Lawyers can help customize the honey pots to deal with the various possible assaults on select pools of data depending upon the target country of the thieves, given that certain countries are after money and pricing information, while others are after M&A targets and product designs.
9. Exploiting Your Relationships and Joint Ventures
During negotiations between Westinghouse Electric and a Chinese state-owned nuclear power company, the companies began to cooperate more closely, and the Chinese partner “stole from Westinghouse’s computers, among other things, proprietary and confidential technical and design specifications for pipes, pipe supports, and pipe routing within the nuclear power plants that Westinghouse was contracted to build, as well as internal Westinghouse communications concerning the company’s strategy for doing business,” according to the Wang Dong Indictment.
For all relationships with partners doing business outside the United States, local lawyers will be essential to guide the transaction. Equally as important is limiting access to trade secrets and IP not part of the transactions. That may mean limiting access to facilities and systems where such information is housed, and having strict rules ironed out about who gets access to what information. If cloud-based collaboration tools are used to work on the partnership, more strict rules about what can and cannot be stored and shared in such environments is essential.
Make sure that your IP stays in the United States if possible. If you must bring your IP, make sure there are agreements in place for every eventuality, understanding that such measures still may not be enough protection. Perhaps more importantly is the need to control access to your information and to limit the number of people that have access.
There have been many cases where a “partner” is manufacturing in China and uses the U.S. company’s molds or designs. If there is no agreement governing the molds or designs, and what happens when the relationship ends, then it is quite possible that the Chinese partner will retain the molds or designs and use the same for their own benefit.
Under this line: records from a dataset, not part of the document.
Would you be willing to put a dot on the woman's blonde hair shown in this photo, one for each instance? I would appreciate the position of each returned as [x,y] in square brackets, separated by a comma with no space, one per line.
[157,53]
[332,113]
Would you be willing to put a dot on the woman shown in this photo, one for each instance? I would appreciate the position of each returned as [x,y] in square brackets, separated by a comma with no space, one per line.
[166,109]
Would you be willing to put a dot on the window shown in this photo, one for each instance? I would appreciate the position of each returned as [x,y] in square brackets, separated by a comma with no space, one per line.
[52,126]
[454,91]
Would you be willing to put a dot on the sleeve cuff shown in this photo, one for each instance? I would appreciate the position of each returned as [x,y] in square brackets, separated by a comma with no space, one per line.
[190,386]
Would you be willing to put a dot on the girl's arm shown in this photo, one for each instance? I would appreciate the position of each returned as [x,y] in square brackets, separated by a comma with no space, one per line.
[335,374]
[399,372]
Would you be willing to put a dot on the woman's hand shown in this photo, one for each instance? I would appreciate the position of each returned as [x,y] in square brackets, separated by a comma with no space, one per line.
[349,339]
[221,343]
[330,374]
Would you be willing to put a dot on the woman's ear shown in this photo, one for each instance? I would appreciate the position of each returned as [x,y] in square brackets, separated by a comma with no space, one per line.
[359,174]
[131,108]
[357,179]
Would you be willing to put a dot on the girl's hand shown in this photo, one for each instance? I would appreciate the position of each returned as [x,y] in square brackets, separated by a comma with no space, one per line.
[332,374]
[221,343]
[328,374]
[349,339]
Even if you have an agreement governing what happens when the relationship is over, they may still steal your molds and designs to work against you.
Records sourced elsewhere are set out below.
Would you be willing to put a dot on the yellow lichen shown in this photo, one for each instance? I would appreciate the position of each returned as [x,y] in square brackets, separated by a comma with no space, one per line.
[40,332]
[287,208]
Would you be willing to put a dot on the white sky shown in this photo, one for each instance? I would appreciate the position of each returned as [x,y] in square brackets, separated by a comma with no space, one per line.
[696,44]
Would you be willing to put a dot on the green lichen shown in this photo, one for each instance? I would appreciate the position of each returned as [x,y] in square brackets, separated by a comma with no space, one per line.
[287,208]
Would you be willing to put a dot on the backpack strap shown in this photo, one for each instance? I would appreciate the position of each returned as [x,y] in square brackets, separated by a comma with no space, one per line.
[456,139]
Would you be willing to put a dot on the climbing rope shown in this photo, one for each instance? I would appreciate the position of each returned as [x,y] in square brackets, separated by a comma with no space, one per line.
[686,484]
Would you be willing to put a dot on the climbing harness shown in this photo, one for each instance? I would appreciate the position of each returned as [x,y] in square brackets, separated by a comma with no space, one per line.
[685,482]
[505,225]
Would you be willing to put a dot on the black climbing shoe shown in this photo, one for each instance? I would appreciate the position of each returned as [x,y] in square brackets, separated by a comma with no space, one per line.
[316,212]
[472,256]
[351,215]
10. They Are Getting Information from Your Workforce or Your Recruiter
IP is being stolen by competitors or foreign entities hiring operatives who may work at your business for years or even decades. Monitoring and auditing information transmissions and extreme vetting must be utilized to mitigate this risk.
Even more troubling is the recent revelation that the Chinese have begun U.S.-based recruitment and headhunting firms that appear perfectly legitimate, but really are placing “operatives” at U.S. businesses that have IP deemed strategically important to China. Further, according to the FBI, job advertisements are posted online by those intent on stealing IP to attract employees.
Conclusion
Economic espionage from abroad is a significant and growing concern. Cyber attacks are becoming more challenging to combat and, in conjunction with traditional physical stealing of trade secrets, poses a large existential threat to American businesses, the economy, and security.
In the United States, officials are pursuing an enhanced and comprehensive strategy to attempt to counter economic espionage and IP theft in general. Many agencies, including law enforcement, are focused on the problem, and it is a top priority for the FBI. In the end, however, self-help likely is U.S. companies most prudent avenue. In that regard, lawyers play a unique and important role: negotiator, risk manager, creative drafter, and hopefully not litigator. At about a billion dollars a day of U.S. IP theft, however, U.S. companies have much to lose, and they are continuing to lose.